By Kate Scanlon
WASHINGTON (OSV News) — President Joe Biden called a March 27 shooting at a school in Nashville, Tennessee, “sick,” “heartbreaking” and “a family’s worst nightmare,” in remarks from the White House. The president called on Congress to pass an assault weapons ban.
Three children and three staff members were fatally shot at Covenant School, a private Christian elementary school in Nashville, according to law enforcement officials.
Police initially said the shooter was a woman. They later identified the shooter as Audrey Hale, 28. Police said Hale identified as transgender, and had both a “manifesto” and map of the school at her residence. Hale was previously a student at the school, had no known criminal record, and obtained at least two of the guns legally in the Nashville area.
In remarks during a small business summit at the White House, Biden addressed the still-developing situation in Nashville, noting, “We’re still gathering the facts of what happened and why.”
Biden called the known fatalities “heartbreaking, a family’s worst nightmare.” The president also said he wanted to commend the police who responded “swiftly” to the attack and that his heart goes out “to so many parents out there.”
“We have to do more to stop gun violence,” said Biden, a Catholic, adding that gun violence is “ripping our communities apart.”
According to images shared by police, Hale used a 9mm pistol, and two short barrel military-style semiautomatic weapons with magazines, including a foldable carbine and an “AR-pistol” with ammunition designed for the combat needs of the U.S. military’s M4 carbine rifle.
Police said the shooting was first reported at 10:13 a.m. and the suspect was pronounced dead by 10:27 a.m., local time. Hale was immediately engaged by police on the second floor of the building.
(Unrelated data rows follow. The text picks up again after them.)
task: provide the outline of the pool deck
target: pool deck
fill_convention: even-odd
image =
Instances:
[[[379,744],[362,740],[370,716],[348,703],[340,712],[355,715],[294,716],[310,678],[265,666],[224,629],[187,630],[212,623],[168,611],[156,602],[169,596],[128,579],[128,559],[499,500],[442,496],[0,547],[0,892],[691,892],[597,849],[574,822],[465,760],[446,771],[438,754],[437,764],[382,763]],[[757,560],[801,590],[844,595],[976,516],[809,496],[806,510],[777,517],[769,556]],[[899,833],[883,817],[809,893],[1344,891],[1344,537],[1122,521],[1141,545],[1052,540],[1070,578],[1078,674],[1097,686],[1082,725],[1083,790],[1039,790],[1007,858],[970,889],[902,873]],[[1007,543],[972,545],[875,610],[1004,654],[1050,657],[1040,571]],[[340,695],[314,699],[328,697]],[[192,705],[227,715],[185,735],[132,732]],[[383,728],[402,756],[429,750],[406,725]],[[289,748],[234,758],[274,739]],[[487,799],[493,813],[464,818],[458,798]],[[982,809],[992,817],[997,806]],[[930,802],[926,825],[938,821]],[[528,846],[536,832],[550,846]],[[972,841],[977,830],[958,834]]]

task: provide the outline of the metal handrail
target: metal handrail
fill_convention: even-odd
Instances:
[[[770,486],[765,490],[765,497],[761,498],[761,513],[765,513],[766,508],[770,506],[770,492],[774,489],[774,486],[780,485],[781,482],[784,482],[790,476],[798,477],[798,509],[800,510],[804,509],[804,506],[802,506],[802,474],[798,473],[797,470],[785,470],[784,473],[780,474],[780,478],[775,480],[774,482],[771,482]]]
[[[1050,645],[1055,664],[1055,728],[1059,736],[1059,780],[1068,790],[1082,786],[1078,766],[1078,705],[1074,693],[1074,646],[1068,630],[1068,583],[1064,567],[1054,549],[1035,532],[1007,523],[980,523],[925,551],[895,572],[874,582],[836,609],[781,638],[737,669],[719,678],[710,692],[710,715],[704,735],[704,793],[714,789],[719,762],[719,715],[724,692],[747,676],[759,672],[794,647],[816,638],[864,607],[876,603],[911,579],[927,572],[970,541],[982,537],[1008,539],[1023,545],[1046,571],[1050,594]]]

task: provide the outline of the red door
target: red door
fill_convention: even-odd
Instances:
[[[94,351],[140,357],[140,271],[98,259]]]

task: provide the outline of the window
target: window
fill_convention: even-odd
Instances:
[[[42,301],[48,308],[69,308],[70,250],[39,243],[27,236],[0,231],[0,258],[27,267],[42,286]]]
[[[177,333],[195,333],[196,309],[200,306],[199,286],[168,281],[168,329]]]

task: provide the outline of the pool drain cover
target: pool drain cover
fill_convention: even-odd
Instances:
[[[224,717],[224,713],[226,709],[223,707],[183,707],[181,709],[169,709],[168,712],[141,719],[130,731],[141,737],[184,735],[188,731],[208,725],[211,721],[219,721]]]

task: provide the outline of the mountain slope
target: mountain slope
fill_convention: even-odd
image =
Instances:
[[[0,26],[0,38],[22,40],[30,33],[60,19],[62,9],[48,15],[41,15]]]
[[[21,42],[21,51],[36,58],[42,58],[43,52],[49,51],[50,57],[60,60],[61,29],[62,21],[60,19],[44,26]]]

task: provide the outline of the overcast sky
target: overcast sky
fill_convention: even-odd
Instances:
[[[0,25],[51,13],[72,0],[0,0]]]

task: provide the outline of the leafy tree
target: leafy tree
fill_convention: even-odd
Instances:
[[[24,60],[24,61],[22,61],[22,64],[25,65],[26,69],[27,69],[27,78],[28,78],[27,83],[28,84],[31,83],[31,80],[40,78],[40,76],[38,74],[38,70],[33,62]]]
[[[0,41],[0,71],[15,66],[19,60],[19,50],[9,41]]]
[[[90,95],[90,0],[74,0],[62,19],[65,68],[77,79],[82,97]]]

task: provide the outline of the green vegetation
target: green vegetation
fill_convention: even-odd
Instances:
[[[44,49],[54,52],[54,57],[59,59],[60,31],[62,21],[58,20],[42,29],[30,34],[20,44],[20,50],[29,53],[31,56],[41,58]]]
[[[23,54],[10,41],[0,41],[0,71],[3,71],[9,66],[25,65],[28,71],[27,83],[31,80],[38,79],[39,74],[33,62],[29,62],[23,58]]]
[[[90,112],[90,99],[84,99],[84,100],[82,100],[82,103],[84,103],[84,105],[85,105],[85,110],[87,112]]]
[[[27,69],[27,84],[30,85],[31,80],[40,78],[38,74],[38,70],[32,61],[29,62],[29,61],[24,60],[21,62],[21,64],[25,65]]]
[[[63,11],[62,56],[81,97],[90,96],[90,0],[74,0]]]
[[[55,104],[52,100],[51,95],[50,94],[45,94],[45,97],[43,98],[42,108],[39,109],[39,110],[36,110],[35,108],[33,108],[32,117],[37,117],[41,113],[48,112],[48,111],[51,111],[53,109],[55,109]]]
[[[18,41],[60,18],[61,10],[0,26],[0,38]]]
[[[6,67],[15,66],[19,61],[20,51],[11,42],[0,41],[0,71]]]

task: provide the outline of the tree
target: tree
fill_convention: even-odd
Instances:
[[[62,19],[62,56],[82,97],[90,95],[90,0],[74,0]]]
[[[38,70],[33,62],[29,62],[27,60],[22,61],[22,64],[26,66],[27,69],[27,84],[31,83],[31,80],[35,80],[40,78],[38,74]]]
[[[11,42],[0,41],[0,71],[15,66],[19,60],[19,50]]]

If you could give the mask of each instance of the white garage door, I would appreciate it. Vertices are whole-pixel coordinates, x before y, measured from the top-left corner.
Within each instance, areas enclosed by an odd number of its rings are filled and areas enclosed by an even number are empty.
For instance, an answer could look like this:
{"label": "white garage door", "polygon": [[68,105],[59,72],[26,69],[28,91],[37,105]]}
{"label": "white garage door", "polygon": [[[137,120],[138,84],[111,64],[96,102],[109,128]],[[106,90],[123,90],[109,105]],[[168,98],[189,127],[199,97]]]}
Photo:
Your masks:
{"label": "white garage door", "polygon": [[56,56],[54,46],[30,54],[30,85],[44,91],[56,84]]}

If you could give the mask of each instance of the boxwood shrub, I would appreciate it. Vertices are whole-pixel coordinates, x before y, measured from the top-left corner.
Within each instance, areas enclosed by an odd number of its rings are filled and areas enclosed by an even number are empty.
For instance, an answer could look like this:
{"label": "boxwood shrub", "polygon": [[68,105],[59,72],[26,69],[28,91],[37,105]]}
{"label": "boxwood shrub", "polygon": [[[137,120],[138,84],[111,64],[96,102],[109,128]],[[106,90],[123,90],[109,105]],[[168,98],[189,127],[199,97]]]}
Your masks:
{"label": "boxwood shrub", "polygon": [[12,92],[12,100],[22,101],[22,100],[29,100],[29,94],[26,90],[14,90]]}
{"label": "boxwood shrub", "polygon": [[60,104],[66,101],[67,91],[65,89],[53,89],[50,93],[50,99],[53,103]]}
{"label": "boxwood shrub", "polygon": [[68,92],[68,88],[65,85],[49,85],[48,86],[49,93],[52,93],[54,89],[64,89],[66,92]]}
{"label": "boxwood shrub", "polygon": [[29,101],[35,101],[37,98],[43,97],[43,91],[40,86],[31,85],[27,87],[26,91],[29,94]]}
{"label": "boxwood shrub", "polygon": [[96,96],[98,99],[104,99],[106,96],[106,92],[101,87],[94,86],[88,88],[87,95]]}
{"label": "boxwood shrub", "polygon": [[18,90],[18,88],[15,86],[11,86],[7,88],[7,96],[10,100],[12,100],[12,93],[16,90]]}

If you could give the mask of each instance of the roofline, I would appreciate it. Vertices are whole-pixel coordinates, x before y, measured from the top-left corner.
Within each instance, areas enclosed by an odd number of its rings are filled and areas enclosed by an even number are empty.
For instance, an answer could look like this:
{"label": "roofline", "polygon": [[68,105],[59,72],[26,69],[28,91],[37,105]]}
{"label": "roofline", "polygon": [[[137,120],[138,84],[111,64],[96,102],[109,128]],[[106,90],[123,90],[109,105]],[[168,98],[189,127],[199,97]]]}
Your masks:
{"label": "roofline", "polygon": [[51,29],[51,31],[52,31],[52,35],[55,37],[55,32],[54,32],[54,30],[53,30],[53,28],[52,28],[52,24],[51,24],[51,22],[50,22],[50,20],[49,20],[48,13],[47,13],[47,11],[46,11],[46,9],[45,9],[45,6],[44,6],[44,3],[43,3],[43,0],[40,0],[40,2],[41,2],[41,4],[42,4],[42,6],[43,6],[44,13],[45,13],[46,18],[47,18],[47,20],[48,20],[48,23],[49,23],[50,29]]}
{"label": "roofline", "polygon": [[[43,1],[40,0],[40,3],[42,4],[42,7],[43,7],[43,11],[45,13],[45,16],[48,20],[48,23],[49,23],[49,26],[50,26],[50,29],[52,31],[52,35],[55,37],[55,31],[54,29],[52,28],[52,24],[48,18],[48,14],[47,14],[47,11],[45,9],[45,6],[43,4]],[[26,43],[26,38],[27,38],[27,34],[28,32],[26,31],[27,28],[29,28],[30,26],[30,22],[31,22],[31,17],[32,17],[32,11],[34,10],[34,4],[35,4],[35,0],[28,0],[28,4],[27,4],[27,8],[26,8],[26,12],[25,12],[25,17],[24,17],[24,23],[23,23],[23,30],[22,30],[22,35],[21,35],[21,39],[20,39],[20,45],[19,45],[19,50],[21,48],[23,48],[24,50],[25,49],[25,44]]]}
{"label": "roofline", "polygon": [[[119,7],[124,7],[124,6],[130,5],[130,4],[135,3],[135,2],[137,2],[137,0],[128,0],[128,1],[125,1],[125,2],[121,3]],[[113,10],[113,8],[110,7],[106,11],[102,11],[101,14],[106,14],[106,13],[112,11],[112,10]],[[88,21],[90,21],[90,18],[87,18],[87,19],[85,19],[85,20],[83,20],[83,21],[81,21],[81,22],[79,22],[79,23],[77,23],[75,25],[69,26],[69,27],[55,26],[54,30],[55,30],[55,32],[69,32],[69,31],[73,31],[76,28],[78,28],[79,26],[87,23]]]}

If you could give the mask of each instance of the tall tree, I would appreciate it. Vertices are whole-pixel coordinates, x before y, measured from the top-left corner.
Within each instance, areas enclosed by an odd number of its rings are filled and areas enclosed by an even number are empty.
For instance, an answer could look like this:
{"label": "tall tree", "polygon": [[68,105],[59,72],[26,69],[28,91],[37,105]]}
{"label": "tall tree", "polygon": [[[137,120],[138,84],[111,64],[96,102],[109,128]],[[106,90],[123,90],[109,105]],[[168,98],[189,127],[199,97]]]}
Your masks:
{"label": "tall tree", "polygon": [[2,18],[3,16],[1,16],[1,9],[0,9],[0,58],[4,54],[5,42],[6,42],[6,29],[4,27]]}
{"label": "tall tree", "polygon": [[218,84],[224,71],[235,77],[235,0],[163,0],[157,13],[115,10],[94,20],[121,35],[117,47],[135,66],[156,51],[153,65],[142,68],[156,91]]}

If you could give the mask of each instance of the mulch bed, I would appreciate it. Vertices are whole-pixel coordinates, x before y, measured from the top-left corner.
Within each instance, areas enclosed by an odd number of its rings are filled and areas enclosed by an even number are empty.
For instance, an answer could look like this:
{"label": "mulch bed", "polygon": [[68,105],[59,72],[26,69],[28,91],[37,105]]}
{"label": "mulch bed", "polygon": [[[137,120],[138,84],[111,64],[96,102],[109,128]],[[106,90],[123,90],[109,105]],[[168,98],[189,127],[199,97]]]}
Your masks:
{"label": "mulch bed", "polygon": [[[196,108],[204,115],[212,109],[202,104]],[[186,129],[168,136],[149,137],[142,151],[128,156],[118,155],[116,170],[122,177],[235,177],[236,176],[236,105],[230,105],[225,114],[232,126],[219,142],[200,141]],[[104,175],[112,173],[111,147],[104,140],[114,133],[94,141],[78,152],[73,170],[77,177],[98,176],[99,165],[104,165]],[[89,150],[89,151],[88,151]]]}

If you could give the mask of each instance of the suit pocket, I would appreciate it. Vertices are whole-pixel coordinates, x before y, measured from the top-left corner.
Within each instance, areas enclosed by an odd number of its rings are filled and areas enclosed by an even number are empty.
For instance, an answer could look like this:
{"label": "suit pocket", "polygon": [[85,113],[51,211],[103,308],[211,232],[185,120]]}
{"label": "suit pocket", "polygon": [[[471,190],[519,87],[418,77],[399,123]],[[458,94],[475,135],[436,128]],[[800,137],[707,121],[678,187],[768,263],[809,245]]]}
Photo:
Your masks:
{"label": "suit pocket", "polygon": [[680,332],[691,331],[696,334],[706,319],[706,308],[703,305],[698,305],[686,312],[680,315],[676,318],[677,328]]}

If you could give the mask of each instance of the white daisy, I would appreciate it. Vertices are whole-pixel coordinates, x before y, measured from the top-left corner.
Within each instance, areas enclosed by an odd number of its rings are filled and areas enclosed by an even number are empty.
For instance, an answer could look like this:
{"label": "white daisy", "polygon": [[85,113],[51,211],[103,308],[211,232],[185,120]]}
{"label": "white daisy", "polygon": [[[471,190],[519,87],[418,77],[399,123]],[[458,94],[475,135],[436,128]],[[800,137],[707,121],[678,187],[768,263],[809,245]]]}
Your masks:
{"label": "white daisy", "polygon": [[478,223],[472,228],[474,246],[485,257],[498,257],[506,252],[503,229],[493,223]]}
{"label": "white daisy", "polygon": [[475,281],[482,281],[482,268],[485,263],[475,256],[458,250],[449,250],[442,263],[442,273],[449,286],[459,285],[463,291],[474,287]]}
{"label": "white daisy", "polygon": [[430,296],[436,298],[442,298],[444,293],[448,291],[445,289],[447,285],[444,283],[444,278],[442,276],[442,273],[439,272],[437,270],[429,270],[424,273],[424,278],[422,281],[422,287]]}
“We have to do more to protect our schools so they aren’t turned into prisons. You know, the shooter in this situation reportedly had two assault weapons and a pistol … So I call on Congress again, to pass my assault weapons ban,” Biden said.
Biden announced March 14 he would sign an executive order aiming to increase the number of background checks on prospective gun buyers, as well as measures to promote red flag laws and the secure storage of firearms.
At the time, the White House argued that ensuring all lawful background checks take place on prospective buyers will bring the U.S. as close to universal background checks as possible without the passage of new legislation.
An assault weapons ban or universal background check legislation both face unlikely odds in a divided Congress, where Republicans hold a narrow majority in the House, and where Democrats have a narrow majority in the Senate and would have to overcome a potential filibuster.
Last year, Biden signed the Bipartisan Safer Communities Act, a narrow gun safety bill that expanded the background check system for prospective gun buyers under 21 years old, closed a provision known as the “boyfriend loophole,” banning domestic abusers from purchasing firearms regardless of their marital status, and funded new investments in mental health resources.
That legislation came as the result of long-sought bipartisan compromise on gun violence in the wake of a mass shooting at Robb Elementary School in Uvalde, Texas, that left 19 children and two teachers dead.
In a tweet, Rep. Chuck Fleischmann, a Catholic Republican who represents Tennessee’s 3rd Congressional District in the eastern portion of the state, wrote in a tweet March 27 that “Brenda and I are heartbroken to hear about the shooting at Covenant School in Nashville.”
“We are grateful for our brave police and first responders who selflessly responded and are still onsite,” Fleischmann wrote. “Please join us in praying for everyone affected by this tragedy.”